I thought it was worth penning a quick update based on additional infomation which I have stumbled across, or has come to light in the last few days.
The most interesting is this study which examines all the testing, hospitalization and fatality data from Wuhan itself. The authors recognize that testing in Wuhan was inadequate to determine the true number of symptomatic cases and that many milder cases were never tested and therefore not counted in the statistics. Therefore they have used testing data from the various expat evacuation flights from Wuhan, where all passengers were tested upon return to their native lands, to estimate the actual number of infections in Wuhan itself in order to more accurately estimate the overall CFR as 1.4%. I must confess that my mathematical skills have decayed somewhat through three decades worth of lack of use and that therefore I have not completely understood exactly how the authors have calculated their results, but as the authors themselves note, there are a number of reasons to believe that they might have overstated the CFR and/or it may be lower elsewhere.
- The healthcare system in Wuhan was ovewhelmed which
- would have resulted in inferior care to what could be expected where healthcare systems are not overwhelmed and therefore more fatalities
- could also have affected the CFR by biasing the data sample (those who received tests) towards more seriously ill patients
- Some number of cases will be asymptomatic, or exhibit symtpoms sufficiently mild as to escape diagnosis (strictly speaking this will lower the infection fatality rate or IFR rather than the case fatality rate)
- The expatriates who departed Wuhan in the early stages of the epidemic may have been infected at a lower rate than the general population of Wuhan, for example as a result of moving in different social groups or as a result of already infected expats being too ill to travel.
- As physicians discover treatments, outcomes should improve.
It is also possible that the number of deaths in Wuhan were undercounted, especially in the earlier stage of the epidemic, which would result in the CFR being understated although the authors consider this less likely to be a significant source of error.
The study also found that
- compared to those aged 30–59 years, those aged below 30 and above 59 years were 0.6 and 5.1 times more likely to die after developing symptoms
- the risk of symptomatic infection increased with age at ~4% per year among adults aged 30–60 years; in other words younger people were less likely to catch the disease in the first place as well as less likely to die from it when they did catch it.

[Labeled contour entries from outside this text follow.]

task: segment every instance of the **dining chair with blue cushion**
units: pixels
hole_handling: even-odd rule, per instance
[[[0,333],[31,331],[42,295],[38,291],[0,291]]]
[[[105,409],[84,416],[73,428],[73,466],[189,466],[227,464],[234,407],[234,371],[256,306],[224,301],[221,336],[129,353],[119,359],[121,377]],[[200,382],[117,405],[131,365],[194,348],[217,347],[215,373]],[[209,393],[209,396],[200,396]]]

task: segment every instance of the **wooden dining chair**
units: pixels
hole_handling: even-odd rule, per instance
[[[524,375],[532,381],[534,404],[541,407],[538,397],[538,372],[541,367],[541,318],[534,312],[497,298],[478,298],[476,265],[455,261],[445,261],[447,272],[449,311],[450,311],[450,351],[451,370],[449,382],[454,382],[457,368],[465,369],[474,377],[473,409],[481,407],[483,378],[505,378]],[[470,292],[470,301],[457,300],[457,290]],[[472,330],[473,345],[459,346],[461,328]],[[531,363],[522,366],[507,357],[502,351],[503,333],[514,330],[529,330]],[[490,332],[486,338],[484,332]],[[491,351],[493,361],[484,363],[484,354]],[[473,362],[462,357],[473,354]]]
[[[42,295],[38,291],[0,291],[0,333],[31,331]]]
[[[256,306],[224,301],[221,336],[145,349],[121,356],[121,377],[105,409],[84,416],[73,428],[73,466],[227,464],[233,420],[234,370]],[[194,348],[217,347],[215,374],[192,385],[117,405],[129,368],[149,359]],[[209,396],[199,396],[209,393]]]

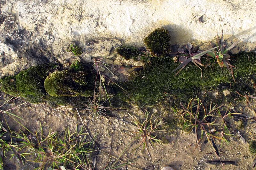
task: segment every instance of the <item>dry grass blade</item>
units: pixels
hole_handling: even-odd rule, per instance
[[[159,128],[160,126],[166,123],[164,122],[163,119],[160,120],[156,119],[155,122],[153,123],[152,121],[153,115],[149,117],[150,113],[149,112],[146,111],[143,113],[145,115],[146,119],[142,123],[141,123],[137,118],[132,116],[129,113],[128,114],[133,120],[133,123],[134,124],[133,126],[136,129],[136,131],[132,132],[137,134],[137,136],[135,137],[135,138],[142,139],[137,148],[143,145],[143,149],[146,148],[149,158],[152,161],[151,156],[148,148],[148,144],[150,145],[153,149],[152,144],[154,144],[154,142],[160,144],[160,142],[163,142],[156,138],[157,136],[156,135],[154,136],[153,134],[163,131],[162,130],[159,129]],[[153,150],[154,151],[154,149]]]
[[[196,100],[191,100],[186,107],[181,104],[181,109],[173,109],[173,111],[178,114],[182,120],[184,130],[188,132],[194,130],[197,147],[199,151],[201,151],[200,142],[203,140],[203,137],[205,136],[219,156],[220,155],[215,139],[220,140],[222,142],[224,141],[228,143],[228,142],[226,139],[225,136],[231,135],[226,125],[225,119],[228,117],[231,117],[232,114],[235,114],[231,113],[230,111],[228,112],[230,104],[224,116],[220,114],[219,110],[221,106],[217,106],[215,105],[212,107],[211,103],[208,108],[207,106],[205,107],[204,106],[205,104],[198,98]],[[217,122],[218,123],[216,123]],[[212,129],[218,130],[212,131]],[[198,135],[199,134],[201,134],[200,136]]]

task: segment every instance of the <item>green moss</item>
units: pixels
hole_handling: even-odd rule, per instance
[[[68,47],[67,50],[71,51],[75,56],[80,55],[82,54],[82,49],[76,44],[72,44]]]
[[[158,28],[144,39],[144,43],[153,55],[160,56],[169,51],[170,41],[168,31],[163,28]]]
[[[91,82],[92,79],[89,77],[93,76],[84,71],[55,71],[46,78],[44,88],[52,96],[91,96],[93,94],[92,85],[93,82]],[[89,83],[89,80],[91,82]]]
[[[137,60],[137,56],[140,54],[137,48],[132,46],[122,46],[116,48],[116,50],[119,54],[126,60],[132,58]]]
[[[4,77],[0,79],[1,90],[13,96],[19,93],[16,82],[16,78],[14,76]]]
[[[76,60],[70,66],[70,70],[76,72],[84,71],[84,67],[78,60]]]
[[[247,55],[250,56],[249,62]],[[180,63],[175,63],[172,57],[166,56],[152,59],[150,65],[144,67],[143,70],[131,78],[130,81],[120,85],[127,91],[120,91],[117,96],[124,101],[143,106],[154,105],[167,96],[177,99],[176,104],[179,104],[179,101],[188,101],[196,95],[200,96],[200,92],[218,90],[220,85],[230,86],[231,84],[231,95],[225,97],[221,95],[218,100],[234,100],[238,96],[234,93],[236,90],[244,88],[243,91],[251,91],[253,82],[250,83],[251,80],[247,78],[256,72],[255,53],[242,53],[237,56],[238,60],[231,61],[235,67],[234,76],[238,82],[236,84],[233,82],[227,68],[221,68],[218,64],[206,67],[202,79],[201,70],[192,63],[174,76],[175,73],[172,72]],[[244,86],[245,84],[248,85]]]
[[[68,106],[76,107],[78,110],[85,108],[84,104],[87,103],[87,98],[81,96],[54,97],[49,95],[47,96],[46,99],[47,104],[51,107],[56,107],[60,106]]]
[[[44,83],[48,71],[54,66],[39,65],[22,71],[16,76],[17,90],[32,103],[42,102],[46,95]]]
[[[169,118],[164,120],[166,123],[162,126],[161,129],[167,130],[168,132],[172,131],[177,128],[177,121],[176,119]]]
[[[251,142],[249,145],[249,150],[251,154],[256,153],[256,140],[253,140]]]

- the ascertainment rate was between 2% and 3% (i.e. the overwhelming majority of cases were not detected, although this is an area where my lack of understanding of how the results have been calculated makes me unsure as to exactly what is being claimed).
And finally the study also calculated R0, and estimated that, using a heterogenous model of societal interactions, we could expect between 25% and 50% of people to become infected. In epidemiology the basic homogenous transmisson model assumes that everyone in society is identical, where more sophisticated heterogenous models make assumptions about factors such as the stratification of susceptibility to infection by age, and the differing potential for contact within and without specific social groups. heterogenous models usually predict lower penetration rates for a disease than the simple homogenous model. One input to such a model is population density and its worth noting that Wuhan is a very densely populated city, so the penetration may be lower in less populated areas.
It’s also worth noting this article from the FT which notes that Germany’s low crude CFR is likely a result of them running 160,000 tests per week, more even than South Korea. As a result Germany believes it is detecting many infections with few or no symptoms and therefore much higher rates of survival which explains low crude fatality rate reported there. Germany has also seen a higher rate of infection amongst younger people than older people as has the US which contradicts the both the data from the Diamond Princess and Wuhan, but may be a consequence of younger people not taking the threat seriously and continuing to meet in social groups in which case we should expect to see this trend reverse fairly soon.
Another datapoint is the director of the Ohio Department of Health estimating that 1% of Ohioans (i.e. 117,000 people) were already infected by March 12th despite only five confirmed cases at that time. She appears to have based this assertion on a rule of thumb contained in a CDC publication from 2017, which strikes me as likely to be an overestimate in this case. Nevertheless it gives some idea of the extent to which the number of reported cases in the US could possibly be out of whack, and reinforces the lessons from the swine ‘flu epidemic where initial crude CFR measures overstated the risk by as much as 500 times in at least one case based on similar problems with case counts.
Overall I still feel that the Diamond Princess continues to give us the best data, but the Wuhan study should not be ignored and perhaps it would be safer to estimate the CFR range for people with access to good healthcare as 0.2% – 1.0% than my previous 0.1% to 0.5%.
UPDATE I just found the data from Italy on March 17th.
99.2% of fatalities were already seriously ill. 48.5% of fatalities were suffering from three serious illnesses.